僕は君のことが好きなのかなと尋ねた。奴は青ざめた顔で見てきた。アンビリバボーと言いたげな目をしている。徐ろに口を覆った手が、吐意を我慢した仕草だと気付いた僕は、奴の肩を引っぱたいた。
「よーくわかった、僕はお前が嫌いだ」
ごくごくまともな、真剣な悩みだったんだぞ。ふざけた対応しやがって。ちっとも痛くなどなかろうに、大袈裟に肩を抱いて身をよじる仗助を見ていると、苛々と頭の血が湧きそうになる。と同時に、耐えられない笑いの波に襲われる。腹を立てながら笑点を超す。青筋を立てて腹を抱える僕はまるでおかしく見えるかもしれない。

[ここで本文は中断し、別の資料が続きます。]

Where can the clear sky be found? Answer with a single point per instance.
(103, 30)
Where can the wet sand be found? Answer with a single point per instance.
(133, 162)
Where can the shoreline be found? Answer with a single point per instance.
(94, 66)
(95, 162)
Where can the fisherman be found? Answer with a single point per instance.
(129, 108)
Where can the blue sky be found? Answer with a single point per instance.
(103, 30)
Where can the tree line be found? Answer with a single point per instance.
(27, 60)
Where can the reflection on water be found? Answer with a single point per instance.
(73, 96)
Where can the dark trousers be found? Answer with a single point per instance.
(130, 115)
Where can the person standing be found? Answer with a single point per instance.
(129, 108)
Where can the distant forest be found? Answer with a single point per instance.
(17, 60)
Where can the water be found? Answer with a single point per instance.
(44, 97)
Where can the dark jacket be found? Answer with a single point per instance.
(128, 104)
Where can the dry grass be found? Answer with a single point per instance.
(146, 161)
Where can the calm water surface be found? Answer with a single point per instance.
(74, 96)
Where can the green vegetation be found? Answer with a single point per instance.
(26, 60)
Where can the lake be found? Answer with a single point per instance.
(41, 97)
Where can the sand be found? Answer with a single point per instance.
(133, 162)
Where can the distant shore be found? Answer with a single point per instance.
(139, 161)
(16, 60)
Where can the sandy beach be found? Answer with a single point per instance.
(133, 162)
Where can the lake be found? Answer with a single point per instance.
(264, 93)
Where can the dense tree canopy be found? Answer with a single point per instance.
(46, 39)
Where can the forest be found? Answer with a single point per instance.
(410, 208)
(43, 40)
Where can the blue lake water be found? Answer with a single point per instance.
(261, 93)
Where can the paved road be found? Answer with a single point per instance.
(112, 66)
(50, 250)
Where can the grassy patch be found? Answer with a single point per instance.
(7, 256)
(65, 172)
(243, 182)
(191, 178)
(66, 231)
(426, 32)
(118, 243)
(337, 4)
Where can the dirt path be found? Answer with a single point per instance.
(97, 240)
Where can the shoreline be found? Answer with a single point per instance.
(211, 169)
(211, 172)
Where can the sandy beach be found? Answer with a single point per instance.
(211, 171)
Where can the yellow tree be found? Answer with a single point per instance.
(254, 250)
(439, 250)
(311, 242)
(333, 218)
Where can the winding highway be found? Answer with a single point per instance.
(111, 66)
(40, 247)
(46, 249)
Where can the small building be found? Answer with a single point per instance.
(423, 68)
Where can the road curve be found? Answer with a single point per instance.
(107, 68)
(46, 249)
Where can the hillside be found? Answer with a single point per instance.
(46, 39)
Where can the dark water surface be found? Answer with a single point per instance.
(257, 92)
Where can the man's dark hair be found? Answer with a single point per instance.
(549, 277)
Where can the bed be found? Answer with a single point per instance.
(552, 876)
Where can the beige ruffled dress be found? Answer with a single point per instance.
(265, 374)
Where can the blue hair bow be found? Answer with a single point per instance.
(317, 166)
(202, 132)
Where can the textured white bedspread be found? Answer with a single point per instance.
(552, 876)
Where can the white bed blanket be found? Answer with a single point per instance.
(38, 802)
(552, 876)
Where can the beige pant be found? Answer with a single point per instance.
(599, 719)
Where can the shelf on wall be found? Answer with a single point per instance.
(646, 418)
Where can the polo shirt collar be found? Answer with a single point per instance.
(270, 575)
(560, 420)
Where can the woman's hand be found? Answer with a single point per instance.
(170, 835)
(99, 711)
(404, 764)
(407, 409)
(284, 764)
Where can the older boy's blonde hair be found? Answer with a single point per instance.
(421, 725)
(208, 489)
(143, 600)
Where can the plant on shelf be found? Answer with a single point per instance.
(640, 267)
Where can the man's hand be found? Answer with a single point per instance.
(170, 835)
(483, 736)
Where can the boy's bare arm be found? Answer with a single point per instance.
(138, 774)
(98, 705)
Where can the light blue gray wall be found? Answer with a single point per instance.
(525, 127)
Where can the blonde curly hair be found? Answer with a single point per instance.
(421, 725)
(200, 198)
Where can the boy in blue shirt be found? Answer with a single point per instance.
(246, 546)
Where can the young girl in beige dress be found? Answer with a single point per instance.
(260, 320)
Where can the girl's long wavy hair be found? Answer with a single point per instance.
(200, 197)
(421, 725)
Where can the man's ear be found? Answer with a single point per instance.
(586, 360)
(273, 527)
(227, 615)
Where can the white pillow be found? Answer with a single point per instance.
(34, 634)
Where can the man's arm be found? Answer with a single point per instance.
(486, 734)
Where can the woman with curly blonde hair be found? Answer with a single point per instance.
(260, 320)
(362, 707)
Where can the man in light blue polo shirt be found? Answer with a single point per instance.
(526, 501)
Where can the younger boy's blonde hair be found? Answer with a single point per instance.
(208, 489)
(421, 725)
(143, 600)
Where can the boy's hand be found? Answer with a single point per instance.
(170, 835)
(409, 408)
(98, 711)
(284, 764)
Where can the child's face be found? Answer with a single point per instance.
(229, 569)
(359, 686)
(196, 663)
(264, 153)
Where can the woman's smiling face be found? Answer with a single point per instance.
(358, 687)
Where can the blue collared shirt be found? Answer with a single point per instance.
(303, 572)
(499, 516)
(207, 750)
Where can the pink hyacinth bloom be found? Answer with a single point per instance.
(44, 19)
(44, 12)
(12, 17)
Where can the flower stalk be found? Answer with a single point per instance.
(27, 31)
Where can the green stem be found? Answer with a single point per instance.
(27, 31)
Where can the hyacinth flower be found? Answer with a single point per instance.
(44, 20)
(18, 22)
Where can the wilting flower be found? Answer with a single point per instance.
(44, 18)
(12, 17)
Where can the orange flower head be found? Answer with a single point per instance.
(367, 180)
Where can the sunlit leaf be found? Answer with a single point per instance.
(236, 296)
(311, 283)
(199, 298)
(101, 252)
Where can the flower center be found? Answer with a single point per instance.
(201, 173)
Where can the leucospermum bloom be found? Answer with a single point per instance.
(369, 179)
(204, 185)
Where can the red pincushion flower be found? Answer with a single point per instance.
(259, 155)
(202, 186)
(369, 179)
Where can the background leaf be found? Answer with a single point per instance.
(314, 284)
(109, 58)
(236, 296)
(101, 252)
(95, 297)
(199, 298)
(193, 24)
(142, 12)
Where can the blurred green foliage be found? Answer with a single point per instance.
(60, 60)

ちょっと涙が出てきた。拭うついでに窓の奥に控える天空を仰いでみる。
 
「お、形のはっきりした夏らしい雲じゃあないか。行くぞ」
「俺残っていいか? 外暑いだろ」
「着いてきたら笑わせてやる」
 
仗助は、受けて立つっスよーと能天気な声で僕の後ろを着いてきた。もう笑ってんじゃあないのかと野暮な発言をかましたくなる。自動ドアの外側は思った以上の熱気で、間もなく汗が吹き出して肌を伝う。日が照る街は白く光っていた。ビルの横っ面を見ているだけで汗ばむ。
 
自分も熱気の中に居るのだと考えると、今を味わった気分に浸れる。熱意に呑まれた人の姿が素晴らしく映えて捉えられ、そこにどんな理由があるかなんて具体は要らないんじゃないか。情熱を手向ける理由を作り出すなんて、自分の熱で灰になるのを怖じける態度ではないのか。燃えればいい、存在感増す夏の太陽のように。
 
 
 
 
 
解説︰

これ(解説)セコいわな。だが書く。詩まがいのプロローグエピローグが付いているので、これは私だと言っておきたい。私の葛藤つーか、全力で何かに向き合えない残念を記して戒めたい。わかんねーけど本気出せ。